I recently started again. I was another whose hypo/cfs symptoms came up literally weeks after quitting nearly ten years ago, with high TSH and elevated TPO. I'd smoked for about 16 years from about age 16.
Started again lately just down to various stressy things and have a friend or two who smoke so I was cadging the odd cigarette from time to time and enjoyed it.
After a couple weeks on just 2 or 3 a day I've felt sick, grey, poisoned and increasingly craving my next one. It didn't seem to alter fatigue levels, still pretty low on energy either on or off the cigs.
I had my 'last' cig yesterday and gave away my tobacco and feeling the craving pangs now.
NOW I'm tempted to start again as a clinical trial on myself and then go and get my blood tested! But that's probably just the cravings swaying my better judgement.
Very interesting study outcome though. Hmmmm. Hmmmmmmmmm.
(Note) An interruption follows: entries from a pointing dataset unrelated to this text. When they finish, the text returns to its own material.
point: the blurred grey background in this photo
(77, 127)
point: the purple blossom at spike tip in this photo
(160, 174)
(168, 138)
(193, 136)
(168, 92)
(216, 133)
So how does smoking dampen down tpo ab or delay hypothyroidism? Is it the nicotine? I sure as hell don't want to start smoking again and if memory serves I certainly had my 'poison body feeling' the name I gave to what I now know we're autoimmune flair ups when I was still a smoker! This is very interesting. It's a shame the study didnt isolate or have an idea about what was causing the positive effect.
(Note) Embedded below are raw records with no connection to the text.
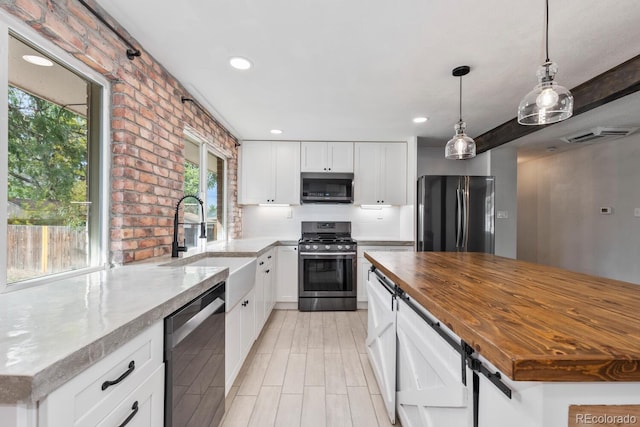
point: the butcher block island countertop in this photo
(532, 322)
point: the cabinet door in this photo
(340, 156)
(248, 331)
(381, 341)
(257, 177)
(286, 169)
(366, 173)
(313, 156)
(430, 389)
(393, 168)
(287, 274)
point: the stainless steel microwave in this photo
(326, 187)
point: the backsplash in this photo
(392, 223)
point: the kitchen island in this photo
(551, 337)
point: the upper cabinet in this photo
(327, 157)
(270, 172)
(380, 173)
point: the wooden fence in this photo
(39, 250)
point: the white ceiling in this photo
(362, 69)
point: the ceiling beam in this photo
(606, 87)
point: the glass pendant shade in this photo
(460, 147)
(548, 102)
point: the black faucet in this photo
(175, 248)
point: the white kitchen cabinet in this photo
(240, 334)
(327, 157)
(270, 172)
(429, 376)
(104, 393)
(381, 340)
(287, 274)
(265, 287)
(364, 265)
(380, 173)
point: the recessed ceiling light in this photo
(38, 60)
(240, 63)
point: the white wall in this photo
(559, 200)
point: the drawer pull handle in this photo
(134, 408)
(107, 384)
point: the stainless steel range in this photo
(327, 267)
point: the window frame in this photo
(100, 182)
(205, 148)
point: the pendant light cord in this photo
(460, 120)
(546, 38)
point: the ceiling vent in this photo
(599, 133)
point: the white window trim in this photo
(8, 24)
(206, 147)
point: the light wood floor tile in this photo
(240, 412)
(353, 372)
(331, 342)
(300, 340)
(314, 372)
(362, 412)
(381, 412)
(372, 383)
(345, 337)
(294, 375)
(266, 407)
(289, 411)
(277, 367)
(316, 339)
(253, 379)
(338, 412)
(334, 374)
(314, 407)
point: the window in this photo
(205, 172)
(52, 150)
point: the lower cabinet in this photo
(265, 287)
(429, 376)
(240, 334)
(287, 274)
(127, 384)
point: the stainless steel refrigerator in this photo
(455, 213)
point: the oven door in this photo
(327, 275)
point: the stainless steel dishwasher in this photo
(194, 361)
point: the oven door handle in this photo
(327, 253)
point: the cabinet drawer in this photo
(98, 390)
(142, 408)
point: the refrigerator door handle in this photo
(459, 215)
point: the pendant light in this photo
(548, 102)
(460, 146)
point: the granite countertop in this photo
(532, 322)
(51, 333)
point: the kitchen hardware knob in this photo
(125, 374)
(134, 408)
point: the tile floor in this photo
(308, 369)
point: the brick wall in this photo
(147, 123)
I gave up smoking in March 2012 and began showing symptoms of hypothyroidism almost within a 2 weeks. I was diagnosed August 5 months later. I even told my GP that giving up smoking is what started the thyroid problems but she just looked at me strangely.
Not sure if anyone will see this now as the discussion took place a couple of months ago, but I think I'm proof that there is some kind of link between stopping smoking and certainly Graves disease. I smoked from the age of 18. When I was in my early 40's I made my first serious attempt at stopping smoking. I lasted probably about 3 months. I also started with my first encounter with a hyperactive thyroid problem. It started mainly with bad fluid retention in my feet. Eventually I was told I was borderline hyper and the consultant decided not to treat it. A few year later and I tried stopping smoking again and although my swollen feet never really went away properly from the first time, they started to swell very badly, then I had all the other symptoms, pounding heart, palpitations, tremor in my hands, blurred vision, and was treated with carbimazole this time for 18 months. In the meantime I had started smoking again and with the treatment the swelling in my feet completely vanished. I have been fine for the last 3 years since I came off the carbimazole, indeed I lost 3 1/2 stones on a weightwatchers diet and was very fit and healthy apart from smoking. In January this year I decided to stop smoking again. I'm still not smoking but my feet are starting to swell again, I'm putting on weight, though I think a lot of it is fluid retention and as I am still in the midst of quitting I still use nicotine lozenges to help with the cravings. The lozenges have started to increase my heartbeat noticeably though I haven't noticed any palpitations yet. So yes there is definitely a link.
This is really interesting. I quit smoking when I found out I was pregnant with my daughter in 1996. I quit when I was just 2 weeks pregnant. Had some homeopathy to help me then. I gained a lot of weight during the pregnancy but my doc kept saying, no problem. I can attest to the fact that I must have become hypothyroid but it was not diagnosed until my daughter was 6 years old! I had gone back to smoking when she was age 2...why? Stress, could not lose the baby weight (!) and death of my father all made me start again. I wish I hadn't but that was the only way I thought I could lose the weight, get through it. Looking back was it the quitting smoking which brought on the hypothyroid?? Now, here I am again, just about to try and quit smoking again, am reading all your posts and wondering now if I should??? Can it really be that quitting smoking makes us more ill! GOD is there no mercy for us thyroid people?????????????